The ACLU does not contest that the information withheld by the FBI was “compiled for law enforcement purposes” and argues only that the FBI has not demonstrated that production of this information could “reasonably be expected to interfere with enforcement proceedings.”
The circuit panel rejects the ACLU’s argument that the FBI’s release of similar racial/ethnic data in response to this or similar FOIA requests contradicts its assertion that release of the data withheld here would be harmful. The panel also disagrees with the ACLU that the Hardy declarations lack reasonable specificity when describing the risk of harm from disclosure. The panel further disagrees with the ACLU that release of the “limited public source information” that it seeks “cannot reasonably be expected to tip off targets or permit them to circumvent investigations.” The Hardy declarations reveal what should be obvious: that the harm from disclosure lies in revealing, indirectly, the FBI’s targeting preferences and investigative techniques—not in revealing demographic information that is already available to the public. The panel further rejects the ACLU’s argument that such disclosure would not be harmful because the FBI is prohibited from using race or ethnicity as a “dominant or primary factor” in its investigations.
The circuit panel holds that the FBI has satisfied its burden under Exemption 7A with respect to all of the withheld information. The panel need not address whether the FBI has satisfied its burden under Exemption 1 or Exemption 7E with respect to various subsets of this information.
The circuit panel next addresses the ACLU’s argument that this case should be remanded to apply its proposed “Glomar-like” procedure to the § 552(c) issue—i.e., whether, if the FBI withheld responsive documents pursuant to FOIA’s exclusion provision, such withholding was proper. The ACLU proposed this procedure after they had already proposed—and the district court had already conducted—an in camera review of the § 552(c) issue. The district court declined to adopt the ACLU’s “Glomar-like” procedure.

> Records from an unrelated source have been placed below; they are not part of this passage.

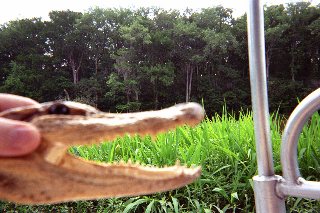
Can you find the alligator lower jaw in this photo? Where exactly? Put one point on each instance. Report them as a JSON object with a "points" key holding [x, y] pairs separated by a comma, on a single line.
{"points": [[41, 182]]}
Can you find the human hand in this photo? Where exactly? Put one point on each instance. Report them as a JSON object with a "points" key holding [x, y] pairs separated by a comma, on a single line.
{"points": [[16, 137]]}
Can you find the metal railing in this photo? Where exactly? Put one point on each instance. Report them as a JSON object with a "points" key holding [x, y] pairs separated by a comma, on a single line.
{"points": [[271, 190]]}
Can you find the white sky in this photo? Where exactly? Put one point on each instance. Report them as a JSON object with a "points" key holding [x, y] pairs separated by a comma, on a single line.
{"points": [[18, 9]]}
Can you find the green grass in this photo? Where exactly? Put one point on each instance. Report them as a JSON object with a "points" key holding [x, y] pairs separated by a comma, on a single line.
{"points": [[224, 146]]}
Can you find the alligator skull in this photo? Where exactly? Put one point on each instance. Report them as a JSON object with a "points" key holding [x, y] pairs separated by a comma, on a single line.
{"points": [[51, 175]]}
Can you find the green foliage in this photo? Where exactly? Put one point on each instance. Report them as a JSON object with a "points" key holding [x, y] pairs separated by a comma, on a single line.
{"points": [[159, 57], [224, 146]]}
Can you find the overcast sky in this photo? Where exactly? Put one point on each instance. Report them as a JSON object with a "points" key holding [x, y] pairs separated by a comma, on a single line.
{"points": [[17, 9]]}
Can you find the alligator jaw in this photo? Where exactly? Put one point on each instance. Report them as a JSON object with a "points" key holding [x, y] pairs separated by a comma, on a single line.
{"points": [[51, 175], [77, 179]]}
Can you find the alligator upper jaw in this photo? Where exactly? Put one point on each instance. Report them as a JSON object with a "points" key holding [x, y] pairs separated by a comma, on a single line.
{"points": [[34, 181]]}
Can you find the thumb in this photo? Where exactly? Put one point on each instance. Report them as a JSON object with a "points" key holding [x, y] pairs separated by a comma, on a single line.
{"points": [[17, 138]]}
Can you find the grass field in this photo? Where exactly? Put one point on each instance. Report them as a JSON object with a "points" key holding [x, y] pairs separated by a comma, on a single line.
{"points": [[223, 145]]}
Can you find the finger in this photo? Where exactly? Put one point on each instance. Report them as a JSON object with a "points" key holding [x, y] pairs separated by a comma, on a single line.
{"points": [[8, 101], [17, 138]]}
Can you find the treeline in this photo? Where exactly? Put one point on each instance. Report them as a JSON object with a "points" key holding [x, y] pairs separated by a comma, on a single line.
{"points": [[149, 58]]}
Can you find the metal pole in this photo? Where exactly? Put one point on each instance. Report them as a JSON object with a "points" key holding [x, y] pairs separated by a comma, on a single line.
{"points": [[265, 183], [293, 184], [258, 84]]}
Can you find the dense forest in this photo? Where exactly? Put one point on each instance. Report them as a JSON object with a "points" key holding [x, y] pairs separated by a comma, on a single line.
{"points": [[149, 58]]}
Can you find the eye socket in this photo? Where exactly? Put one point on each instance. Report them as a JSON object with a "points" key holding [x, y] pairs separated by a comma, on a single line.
{"points": [[59, 109]]}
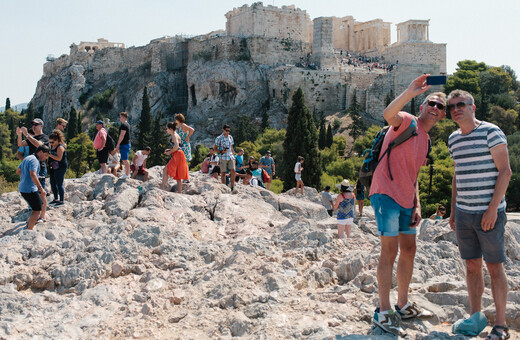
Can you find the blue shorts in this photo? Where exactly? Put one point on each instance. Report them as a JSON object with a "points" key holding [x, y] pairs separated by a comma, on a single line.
{"points": [[391, 218], [475, 242], [124, 150]]}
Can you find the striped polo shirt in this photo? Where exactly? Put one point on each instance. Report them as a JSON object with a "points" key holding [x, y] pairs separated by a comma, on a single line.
{"points": [[476, 173]]}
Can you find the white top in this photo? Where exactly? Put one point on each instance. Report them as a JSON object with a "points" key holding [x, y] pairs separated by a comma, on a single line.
{"points": [[139, 158], [114, 160]]}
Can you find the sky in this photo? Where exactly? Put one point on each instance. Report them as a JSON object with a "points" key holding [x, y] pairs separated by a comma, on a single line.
{"points": [[481, 30]]}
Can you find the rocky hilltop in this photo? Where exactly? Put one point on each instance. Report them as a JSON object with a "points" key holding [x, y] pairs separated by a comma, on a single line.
{"points": [[124, 259]]}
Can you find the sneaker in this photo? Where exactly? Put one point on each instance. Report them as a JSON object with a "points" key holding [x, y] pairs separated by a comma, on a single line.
{"points": [[388, 321], [412, 311]]}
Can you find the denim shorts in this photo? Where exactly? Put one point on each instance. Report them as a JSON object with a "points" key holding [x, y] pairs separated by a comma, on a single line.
{"points": [[475, 243], [124, 149], [391, 218]]}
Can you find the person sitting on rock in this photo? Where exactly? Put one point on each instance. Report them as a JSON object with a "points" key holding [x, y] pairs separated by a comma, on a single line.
{"points": [[138, 166]]}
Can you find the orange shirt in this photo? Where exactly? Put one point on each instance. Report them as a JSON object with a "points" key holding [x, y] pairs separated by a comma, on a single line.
{"points": [[406, 160]]}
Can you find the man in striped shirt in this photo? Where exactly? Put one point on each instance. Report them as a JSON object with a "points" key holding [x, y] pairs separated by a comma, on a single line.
{"points": [[482, 173]]}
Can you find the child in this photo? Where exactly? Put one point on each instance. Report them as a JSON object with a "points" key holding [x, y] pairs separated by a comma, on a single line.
{"points": [[298, 175], [138, 166], [344, 205]]}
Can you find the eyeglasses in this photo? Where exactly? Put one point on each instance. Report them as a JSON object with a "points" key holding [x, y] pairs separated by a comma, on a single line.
{"points": [[459, 105], [439, 105]]}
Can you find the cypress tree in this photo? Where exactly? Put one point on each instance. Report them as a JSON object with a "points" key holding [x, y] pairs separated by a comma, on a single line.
{"points": [[265, 121], [72, 127], [330, 137], [29, 114], [322, 138], [357, 127], [301, 140], [145, 122]]}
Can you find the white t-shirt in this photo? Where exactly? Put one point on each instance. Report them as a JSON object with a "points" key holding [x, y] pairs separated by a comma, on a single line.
{"points": [[114, 160], [139, 158]]}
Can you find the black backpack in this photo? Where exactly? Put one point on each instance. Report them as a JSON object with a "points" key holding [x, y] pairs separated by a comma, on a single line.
{"points": [[373, 156], [109, 144]]}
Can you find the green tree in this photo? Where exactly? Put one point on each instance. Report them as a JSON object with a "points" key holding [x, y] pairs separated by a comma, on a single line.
{"points": [[244, 130], [145, 122], [330, 136], [29, 115], [301, 140], [72, 126], [159, 143], [322, 137], [265, 121], [81, 154]]}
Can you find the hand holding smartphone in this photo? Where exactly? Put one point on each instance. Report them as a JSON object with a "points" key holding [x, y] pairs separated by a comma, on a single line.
{"points": [[436, 80]]}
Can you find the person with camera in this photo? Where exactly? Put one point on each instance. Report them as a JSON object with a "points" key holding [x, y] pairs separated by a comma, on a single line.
{"points": [[224, 145], [395, 199]]}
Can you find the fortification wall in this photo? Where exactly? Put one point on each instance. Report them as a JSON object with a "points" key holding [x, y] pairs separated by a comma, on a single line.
{"points": [[286, 22], [425, 53]]}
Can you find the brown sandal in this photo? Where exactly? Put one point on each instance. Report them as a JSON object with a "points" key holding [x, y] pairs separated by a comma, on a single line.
{"points": [[502, 332]]}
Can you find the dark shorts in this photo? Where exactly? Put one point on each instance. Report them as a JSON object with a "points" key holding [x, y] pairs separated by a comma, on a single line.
{"points": [[33, 199], [140, 170], [475, 243], [102, 155]]}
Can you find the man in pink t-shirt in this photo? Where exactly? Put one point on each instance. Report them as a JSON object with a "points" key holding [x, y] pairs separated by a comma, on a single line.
{"points": [[99, 144], [394, 195]]}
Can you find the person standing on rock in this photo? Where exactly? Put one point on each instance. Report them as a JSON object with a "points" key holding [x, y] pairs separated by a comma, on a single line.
{"points": [[123, 143], [267, 162], [177, 167], [395, 199], [30, 187], [482, 174], [100, 145], [224, 145], [298, 175], [327, 201]]}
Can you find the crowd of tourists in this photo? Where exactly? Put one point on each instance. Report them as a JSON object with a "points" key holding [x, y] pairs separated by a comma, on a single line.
{"points": [[482, 174]]}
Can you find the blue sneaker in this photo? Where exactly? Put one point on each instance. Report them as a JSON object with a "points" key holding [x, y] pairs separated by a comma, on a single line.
{"points": [[389, 321]]}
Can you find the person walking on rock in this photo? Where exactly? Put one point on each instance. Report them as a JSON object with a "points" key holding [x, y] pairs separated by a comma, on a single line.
{"points": [[177, 167], [394, 195], [224, 145], [326, 200], [298, 175], [58, 166], [30, 187], [482, 174], [267, 162], [123, 143], [345, 206], [100, 145]]}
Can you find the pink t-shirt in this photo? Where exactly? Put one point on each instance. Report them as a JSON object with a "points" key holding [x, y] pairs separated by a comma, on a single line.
{"points": [[98, 141], [405, 162]]}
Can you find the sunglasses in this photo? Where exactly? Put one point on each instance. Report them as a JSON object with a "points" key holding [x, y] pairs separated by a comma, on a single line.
{"points": [[439, 105], [459, 105]]}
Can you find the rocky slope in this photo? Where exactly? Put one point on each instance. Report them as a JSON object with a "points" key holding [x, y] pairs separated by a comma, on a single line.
{"points": [[124, 259]]}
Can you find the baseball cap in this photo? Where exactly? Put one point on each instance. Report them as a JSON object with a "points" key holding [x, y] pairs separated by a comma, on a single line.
{"points": [[37, 121]]}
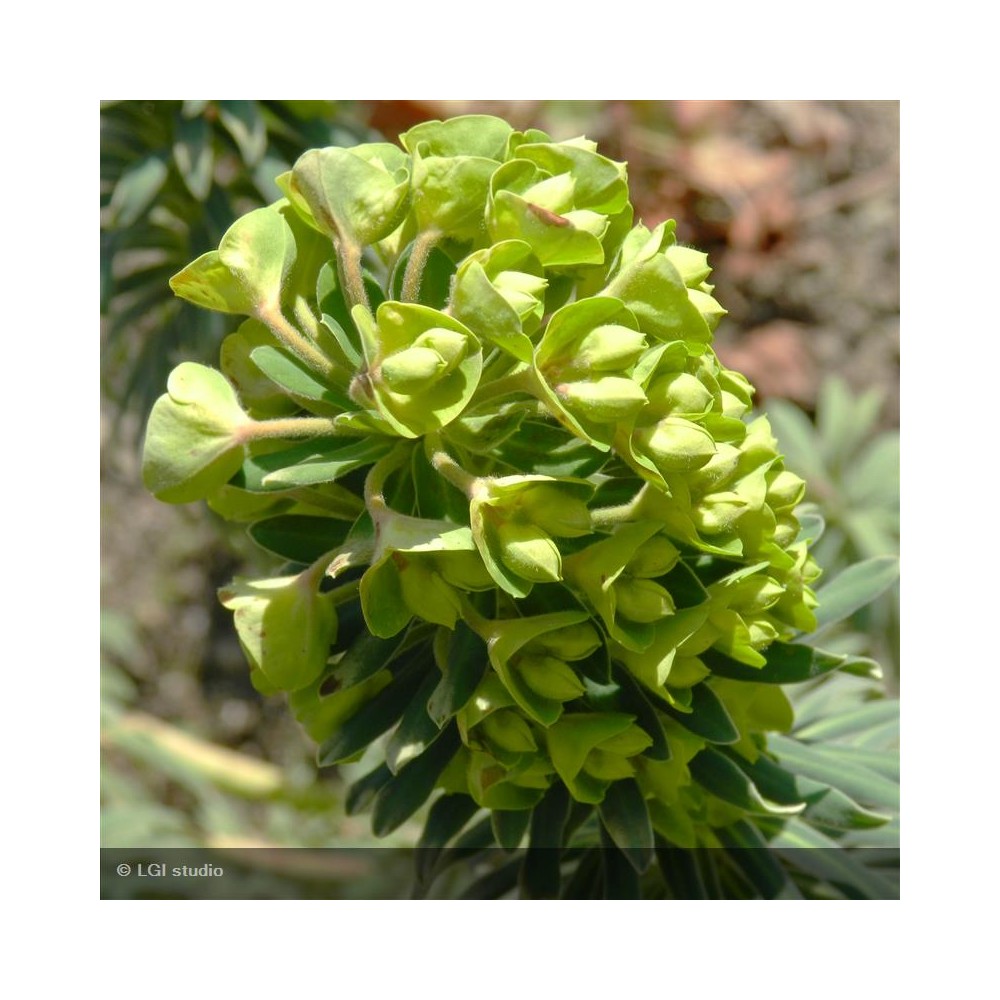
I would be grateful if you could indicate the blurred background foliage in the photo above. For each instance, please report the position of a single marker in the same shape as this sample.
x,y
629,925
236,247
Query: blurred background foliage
x,y
797,204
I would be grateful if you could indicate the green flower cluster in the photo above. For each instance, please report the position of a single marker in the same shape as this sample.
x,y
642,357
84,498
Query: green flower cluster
x,y
529,531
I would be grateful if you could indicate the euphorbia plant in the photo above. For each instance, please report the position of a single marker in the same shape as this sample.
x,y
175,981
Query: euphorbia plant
x,y
538,550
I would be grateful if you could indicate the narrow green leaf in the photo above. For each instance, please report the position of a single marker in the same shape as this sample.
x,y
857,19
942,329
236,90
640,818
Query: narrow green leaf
x,y
809,850
293,377
362,793
708,716
860,782
719,775
466,666
759,864
299,538
367,655
625,816
243,122
509,827
540,875
786,663
416,730
400,798
855,588
378,715
851,724
621,880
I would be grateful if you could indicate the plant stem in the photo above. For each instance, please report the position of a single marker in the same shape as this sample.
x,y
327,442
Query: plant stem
x,y
272,317
292,427
607,517
379,473
351,277
521,379
448,467
414,273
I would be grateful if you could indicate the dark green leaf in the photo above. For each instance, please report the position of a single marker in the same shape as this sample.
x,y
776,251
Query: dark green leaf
x,y
494,884
851,724
193,155
466,666
416,730
809,850
509,827
856,780
708,716
719,775
855,588
243,122
380,714
621,880
362,793
540,875
299,538
787,663
631,699
410,789
136,190
758,863
366,657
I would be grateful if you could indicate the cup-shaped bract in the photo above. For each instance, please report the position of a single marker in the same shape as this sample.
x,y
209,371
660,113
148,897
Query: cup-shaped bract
x,y
582,590
286,628
193,437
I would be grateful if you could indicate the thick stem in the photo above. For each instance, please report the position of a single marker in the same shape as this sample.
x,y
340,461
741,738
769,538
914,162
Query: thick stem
x,y
414,273
521,379
378,474
608,517
292,427
351,276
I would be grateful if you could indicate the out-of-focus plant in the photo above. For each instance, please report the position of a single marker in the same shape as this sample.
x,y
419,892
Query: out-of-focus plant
x,y
851,469
529,533
174,176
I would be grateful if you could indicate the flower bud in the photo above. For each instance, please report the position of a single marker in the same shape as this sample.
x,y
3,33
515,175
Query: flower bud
x,y
718,512
642,600
411,370
680,394
464,570
529,552
692,265
786,530
607,766
192,442
753,595
675,444
425,592
285,628
707,306
609,348
654,558
607,400
555,511
718,470
524,292
784,490
549,677
451,345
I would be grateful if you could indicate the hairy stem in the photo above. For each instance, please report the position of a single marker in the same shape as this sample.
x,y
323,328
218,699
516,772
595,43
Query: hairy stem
x,y
300,346
414,273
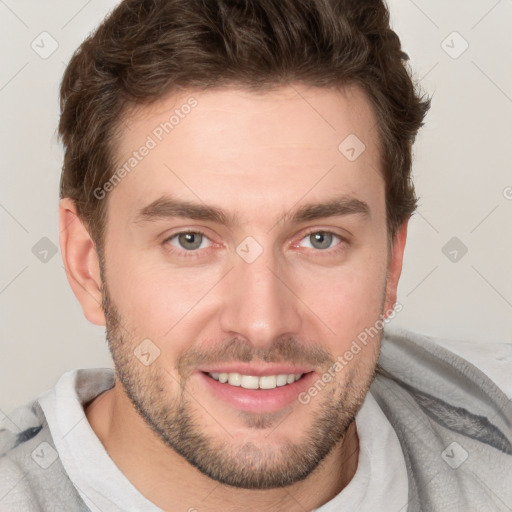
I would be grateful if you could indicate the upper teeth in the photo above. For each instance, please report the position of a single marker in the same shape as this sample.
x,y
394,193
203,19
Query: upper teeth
x,y
254,382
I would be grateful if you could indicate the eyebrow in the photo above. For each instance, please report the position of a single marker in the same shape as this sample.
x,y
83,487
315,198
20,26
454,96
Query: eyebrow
x,y
169,207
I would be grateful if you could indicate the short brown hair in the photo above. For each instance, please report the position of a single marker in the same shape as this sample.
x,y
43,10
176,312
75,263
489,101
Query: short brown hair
x,y
145,49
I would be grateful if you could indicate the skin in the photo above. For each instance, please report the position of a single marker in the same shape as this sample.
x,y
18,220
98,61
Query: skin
x,y
260,156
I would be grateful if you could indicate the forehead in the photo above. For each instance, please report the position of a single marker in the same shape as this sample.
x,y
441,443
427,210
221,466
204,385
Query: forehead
x,y
233,145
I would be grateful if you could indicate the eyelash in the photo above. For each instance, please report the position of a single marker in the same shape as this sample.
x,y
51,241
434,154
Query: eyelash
x,y
196,253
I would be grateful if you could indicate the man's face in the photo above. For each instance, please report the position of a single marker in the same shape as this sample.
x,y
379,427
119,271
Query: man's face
x,y
262,295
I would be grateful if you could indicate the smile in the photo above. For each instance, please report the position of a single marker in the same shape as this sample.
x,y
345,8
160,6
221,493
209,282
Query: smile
x,y
255,382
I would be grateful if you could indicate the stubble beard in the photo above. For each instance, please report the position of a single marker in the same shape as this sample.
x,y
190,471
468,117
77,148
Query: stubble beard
x,y
177,419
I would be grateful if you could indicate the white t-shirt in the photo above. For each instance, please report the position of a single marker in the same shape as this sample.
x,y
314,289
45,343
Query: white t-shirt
x,y
379,484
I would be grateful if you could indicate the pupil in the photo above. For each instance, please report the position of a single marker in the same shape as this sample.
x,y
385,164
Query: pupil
x,y
322,240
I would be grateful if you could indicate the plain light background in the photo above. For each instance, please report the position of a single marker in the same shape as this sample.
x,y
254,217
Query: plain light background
x,y
460,53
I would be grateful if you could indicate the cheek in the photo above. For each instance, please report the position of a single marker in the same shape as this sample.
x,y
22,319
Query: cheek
x,y
348,299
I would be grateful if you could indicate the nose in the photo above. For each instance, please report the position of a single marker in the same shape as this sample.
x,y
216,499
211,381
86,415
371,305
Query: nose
x,y
259,301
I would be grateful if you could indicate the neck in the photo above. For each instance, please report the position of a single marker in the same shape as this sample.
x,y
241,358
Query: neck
x,y
149,464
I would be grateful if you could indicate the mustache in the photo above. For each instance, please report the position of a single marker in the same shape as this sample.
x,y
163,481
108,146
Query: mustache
x,y
287,349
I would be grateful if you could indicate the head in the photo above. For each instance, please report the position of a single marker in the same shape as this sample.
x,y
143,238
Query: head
x,y
235,196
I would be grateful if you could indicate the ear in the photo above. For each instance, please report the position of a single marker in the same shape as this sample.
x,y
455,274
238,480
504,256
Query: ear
x,y
80,261
395,266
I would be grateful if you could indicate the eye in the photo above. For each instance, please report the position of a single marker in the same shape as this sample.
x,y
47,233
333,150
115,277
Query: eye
x,y
188,240
321,240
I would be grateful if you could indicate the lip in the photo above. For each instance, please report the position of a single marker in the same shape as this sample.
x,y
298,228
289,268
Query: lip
x,y
257,400
257,371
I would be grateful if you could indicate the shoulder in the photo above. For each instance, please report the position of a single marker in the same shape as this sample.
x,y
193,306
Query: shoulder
x,y
32,477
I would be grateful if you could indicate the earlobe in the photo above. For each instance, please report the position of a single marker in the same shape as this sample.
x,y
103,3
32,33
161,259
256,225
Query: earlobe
x,y
395,266
81,261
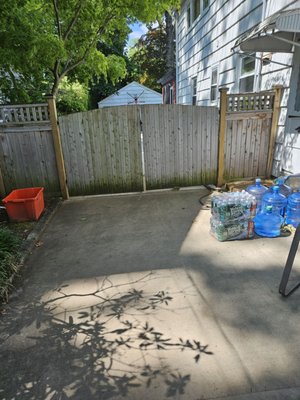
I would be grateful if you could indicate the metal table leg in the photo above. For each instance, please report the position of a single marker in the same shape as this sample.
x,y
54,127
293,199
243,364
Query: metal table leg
x,y
289,265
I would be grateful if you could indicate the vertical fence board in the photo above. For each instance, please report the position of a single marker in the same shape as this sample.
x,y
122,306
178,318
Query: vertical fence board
x,y
247,135
26,148
180,145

The ACLU’s proposed procedure is modeled after the procedure developed in Phillippi v. C.I.A., later known as the “Glomar response,” which allowed the government to “neither confirm nor deny” the use of one of FOIA’s exemptions prior to the enactment of § 552(c). When issuing a “Glomar response,” the government is required to “provide a public affidavit explaining in as much detail as possible the basis” for its ability to issue such a response. The government’s explanation is to be reviewed in camera only as a last resort. The ACLU argues that adoption of this procedure would permit more meaningful judicial review and better protect the interests of the litigants and the public. The panel disagrees, and holds that the district court did not abuse its discretion by conducting an in camera review.
Nothing in the FOIA operates to limit the district court’s discretion to employ in camera procedures in circumstances involving sensitive information. In fact, the FOIA explicitly contemplates in camera review in the exemption context. The circuit panel finds no legal authority compelling the district court to employ the ACLU’s proposed procedure. The panel finds that the district court did not err in concluding that if an exclusion was employed, it was and remains amply justified.
The judgment of the district court is affirmed.
For appellant — Nusrat J. Choudhury and Hina Shamsi (American Civil Liberties Union). For appellee — Matthew M. Collette and Catherine H. Dorsey (U.S. Department of Justice, Civil Division) and Deanna L. Durrett (U.S. Department of Justice, Civil Division, Federal Programs Branch).